Vía Augusta
Alberto Grimaldi
Bajo las piedras
La ciudad y los días
La entrevista de la compañera Cristina Cueto a la escritora María Reig con motivo de la publicación de su novela Sonó un violín en París (Espasa), se encabeza con este titular: “La novela histórica no tiene edad”. Gran verdad en dos sentidos. No tiene edad en lo que a sus lectores se refiere, siendo uno de los géneros que ha abarcado un abanico de edades más amplio. ¿Quién no leyó de niño –muchas veces alentado por las películas que en ellas se basaban–Ivanhoe, Scaramouche, Los tres mosqueteros o Ben-Hur? Tampoco tiene edad en lo que a su ininterrumpido éxito se refiere, en su moderna concepción, desde finales del siglo XVIII hasta hoy.
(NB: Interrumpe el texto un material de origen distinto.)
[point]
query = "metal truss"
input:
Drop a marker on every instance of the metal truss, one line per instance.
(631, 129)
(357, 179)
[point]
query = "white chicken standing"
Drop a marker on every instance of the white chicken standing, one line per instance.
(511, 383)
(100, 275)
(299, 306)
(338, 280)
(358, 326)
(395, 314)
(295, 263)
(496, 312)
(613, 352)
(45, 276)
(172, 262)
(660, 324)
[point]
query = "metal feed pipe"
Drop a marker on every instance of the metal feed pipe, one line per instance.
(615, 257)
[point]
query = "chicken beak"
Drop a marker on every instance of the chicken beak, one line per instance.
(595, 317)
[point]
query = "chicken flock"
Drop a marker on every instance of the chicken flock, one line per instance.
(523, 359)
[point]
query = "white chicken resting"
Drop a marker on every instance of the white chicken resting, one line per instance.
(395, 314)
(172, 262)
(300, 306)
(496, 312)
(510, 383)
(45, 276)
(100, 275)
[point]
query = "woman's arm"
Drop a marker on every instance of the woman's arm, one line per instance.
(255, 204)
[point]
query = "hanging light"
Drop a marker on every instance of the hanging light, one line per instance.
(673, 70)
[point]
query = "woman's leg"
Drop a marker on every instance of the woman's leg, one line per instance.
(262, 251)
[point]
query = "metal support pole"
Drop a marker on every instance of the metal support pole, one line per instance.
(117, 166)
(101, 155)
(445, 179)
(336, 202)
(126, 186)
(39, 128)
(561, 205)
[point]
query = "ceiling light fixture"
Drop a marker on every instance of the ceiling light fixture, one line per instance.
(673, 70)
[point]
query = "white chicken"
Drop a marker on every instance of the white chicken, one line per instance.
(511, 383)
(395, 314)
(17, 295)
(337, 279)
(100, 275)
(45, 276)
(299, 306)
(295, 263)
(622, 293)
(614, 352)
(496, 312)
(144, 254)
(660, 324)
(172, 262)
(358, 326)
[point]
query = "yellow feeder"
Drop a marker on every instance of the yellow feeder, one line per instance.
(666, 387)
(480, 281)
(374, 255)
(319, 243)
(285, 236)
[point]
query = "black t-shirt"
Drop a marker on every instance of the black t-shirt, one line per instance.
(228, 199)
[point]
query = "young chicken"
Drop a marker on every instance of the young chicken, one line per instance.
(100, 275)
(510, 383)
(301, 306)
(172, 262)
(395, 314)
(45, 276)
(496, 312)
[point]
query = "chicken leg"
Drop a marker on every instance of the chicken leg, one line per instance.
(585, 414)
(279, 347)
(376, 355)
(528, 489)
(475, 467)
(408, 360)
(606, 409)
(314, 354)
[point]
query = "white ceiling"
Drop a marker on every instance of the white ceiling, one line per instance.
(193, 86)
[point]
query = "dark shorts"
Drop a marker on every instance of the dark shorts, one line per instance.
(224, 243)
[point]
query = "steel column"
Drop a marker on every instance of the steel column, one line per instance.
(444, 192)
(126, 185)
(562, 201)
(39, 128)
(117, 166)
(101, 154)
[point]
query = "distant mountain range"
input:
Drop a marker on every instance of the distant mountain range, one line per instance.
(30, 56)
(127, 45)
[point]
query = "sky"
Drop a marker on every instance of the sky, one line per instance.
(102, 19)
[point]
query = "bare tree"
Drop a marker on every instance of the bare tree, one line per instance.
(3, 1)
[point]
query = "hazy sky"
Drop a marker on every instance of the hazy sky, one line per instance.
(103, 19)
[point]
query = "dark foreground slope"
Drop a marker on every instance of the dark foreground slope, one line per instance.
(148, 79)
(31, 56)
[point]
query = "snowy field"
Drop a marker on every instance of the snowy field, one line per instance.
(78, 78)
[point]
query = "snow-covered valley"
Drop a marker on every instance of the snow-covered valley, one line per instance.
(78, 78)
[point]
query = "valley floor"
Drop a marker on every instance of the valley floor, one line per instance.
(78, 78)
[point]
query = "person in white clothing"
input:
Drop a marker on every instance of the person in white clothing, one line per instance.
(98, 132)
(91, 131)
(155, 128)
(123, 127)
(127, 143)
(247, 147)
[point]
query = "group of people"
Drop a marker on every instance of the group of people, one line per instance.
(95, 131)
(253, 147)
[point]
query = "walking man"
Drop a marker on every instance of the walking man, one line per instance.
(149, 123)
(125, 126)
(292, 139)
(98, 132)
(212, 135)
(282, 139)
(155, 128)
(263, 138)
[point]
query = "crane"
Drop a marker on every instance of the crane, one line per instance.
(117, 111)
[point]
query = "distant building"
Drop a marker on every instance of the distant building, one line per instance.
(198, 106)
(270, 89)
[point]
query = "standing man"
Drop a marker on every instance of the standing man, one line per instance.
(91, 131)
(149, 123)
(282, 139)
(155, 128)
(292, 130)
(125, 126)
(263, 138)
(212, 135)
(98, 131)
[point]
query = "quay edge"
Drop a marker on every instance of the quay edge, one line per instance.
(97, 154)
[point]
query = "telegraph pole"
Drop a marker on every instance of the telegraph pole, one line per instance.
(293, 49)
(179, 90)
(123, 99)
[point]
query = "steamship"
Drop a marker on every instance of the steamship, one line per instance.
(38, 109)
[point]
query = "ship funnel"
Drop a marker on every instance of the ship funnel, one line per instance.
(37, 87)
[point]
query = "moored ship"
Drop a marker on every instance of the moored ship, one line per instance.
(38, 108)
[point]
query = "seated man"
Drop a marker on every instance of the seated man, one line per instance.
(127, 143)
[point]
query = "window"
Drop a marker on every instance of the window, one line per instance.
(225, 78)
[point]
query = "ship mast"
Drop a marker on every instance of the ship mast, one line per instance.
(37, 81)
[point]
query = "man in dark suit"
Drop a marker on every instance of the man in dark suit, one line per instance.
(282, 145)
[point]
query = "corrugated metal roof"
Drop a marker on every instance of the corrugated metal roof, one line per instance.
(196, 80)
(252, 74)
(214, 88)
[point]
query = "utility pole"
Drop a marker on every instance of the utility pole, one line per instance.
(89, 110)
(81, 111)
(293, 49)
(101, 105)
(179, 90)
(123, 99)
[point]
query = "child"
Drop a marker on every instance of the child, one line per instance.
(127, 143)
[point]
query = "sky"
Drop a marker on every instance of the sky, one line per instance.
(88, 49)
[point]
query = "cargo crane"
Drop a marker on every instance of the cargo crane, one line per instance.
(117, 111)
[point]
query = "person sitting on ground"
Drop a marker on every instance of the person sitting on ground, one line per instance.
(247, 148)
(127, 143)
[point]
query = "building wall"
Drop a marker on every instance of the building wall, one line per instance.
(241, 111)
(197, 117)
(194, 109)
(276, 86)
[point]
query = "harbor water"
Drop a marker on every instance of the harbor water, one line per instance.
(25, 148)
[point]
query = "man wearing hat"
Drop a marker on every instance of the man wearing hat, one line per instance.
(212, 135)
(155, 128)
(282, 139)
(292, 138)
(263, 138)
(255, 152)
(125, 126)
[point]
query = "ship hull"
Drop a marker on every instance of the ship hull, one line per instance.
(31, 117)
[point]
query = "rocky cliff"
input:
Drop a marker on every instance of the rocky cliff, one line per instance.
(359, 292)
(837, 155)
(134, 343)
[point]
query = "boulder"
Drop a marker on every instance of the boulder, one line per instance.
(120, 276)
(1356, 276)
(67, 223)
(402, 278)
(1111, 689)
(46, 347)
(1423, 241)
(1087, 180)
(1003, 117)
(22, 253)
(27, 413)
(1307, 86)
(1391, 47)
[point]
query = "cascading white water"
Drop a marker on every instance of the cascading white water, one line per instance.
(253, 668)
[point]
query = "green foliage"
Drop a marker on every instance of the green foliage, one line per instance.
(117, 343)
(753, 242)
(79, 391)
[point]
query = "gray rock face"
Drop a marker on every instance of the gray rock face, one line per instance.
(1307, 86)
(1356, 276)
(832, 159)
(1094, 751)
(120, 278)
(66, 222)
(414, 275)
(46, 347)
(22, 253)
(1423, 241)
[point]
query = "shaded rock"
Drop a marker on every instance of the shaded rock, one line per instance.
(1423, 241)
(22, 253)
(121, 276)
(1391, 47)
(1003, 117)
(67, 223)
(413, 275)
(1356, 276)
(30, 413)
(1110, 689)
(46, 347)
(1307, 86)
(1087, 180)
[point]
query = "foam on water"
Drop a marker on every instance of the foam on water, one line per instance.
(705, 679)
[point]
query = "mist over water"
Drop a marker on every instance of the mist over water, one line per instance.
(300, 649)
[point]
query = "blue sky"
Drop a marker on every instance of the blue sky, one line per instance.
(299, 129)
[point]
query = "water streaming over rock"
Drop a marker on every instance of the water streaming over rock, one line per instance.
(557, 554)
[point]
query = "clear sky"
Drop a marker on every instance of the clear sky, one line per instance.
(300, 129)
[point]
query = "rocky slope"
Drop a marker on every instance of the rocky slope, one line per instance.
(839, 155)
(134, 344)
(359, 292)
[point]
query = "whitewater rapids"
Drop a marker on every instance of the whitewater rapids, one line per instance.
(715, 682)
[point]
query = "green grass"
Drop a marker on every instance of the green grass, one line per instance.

Y en los más diferentes registros, desde los más populares a los más intelectuales, desde Dumas, Sabatini Lewis Wallace a Yourcenar, Graves o Eco pasando por supuesto por Dickens, Hugo, Tolstoi, Stevenson o Galdós. Sin olvidar al padre fundador, mi siempre releído Walter Scott que empecé a leer en las novelas abreviadas e ilustradas de la Colección Historias de Bruguera.
Que el segundo libro de ficción más vendido de la historia tras el Quijote sea Una historia en dos ciudades de Dickens, su única novela histórica junto a Barnaby Rudge, quiere decir algo. Como también lo quiere decir que en más de dos siglos no haya decaído el interés por la novela histórica gracias a la pervivencia de sus clásicos siempre reeditados y presentes en las estanterías de las librerías –que tantos releemos con el placer culpable de dejar a un lado la montaña de libros que aguardan su primera lectura– y a su capacidad para renovarse al calor de los nuevos gustos y modas, alcanzando año tras año nuevos títulos las primeras posiciones entre los libros más vendidos. También, como ya he señalado, a su capacidad para abarcar todos registros, desde los más asequibles a los más elaborados, y para satisfacer las apetencias de todos los lectores, desde los menos a los más exigentes.
Hubo un momento en que desde cierta pedantería se la dio por anticuada, decaída y hasta muerta. Fue solo un instante. La fidelidad de los lectores a los clásicos no lo permitió. Porque este ha sido un género mantenido en vida no solo por el talento de quienes le dieron nuevo prestigio intelectual, quizás con Yourcenar en cabeza, sino sobre todo por ese pilar fundamental, tan despreciado por los preciosos ridículos, que es el llamado gran público.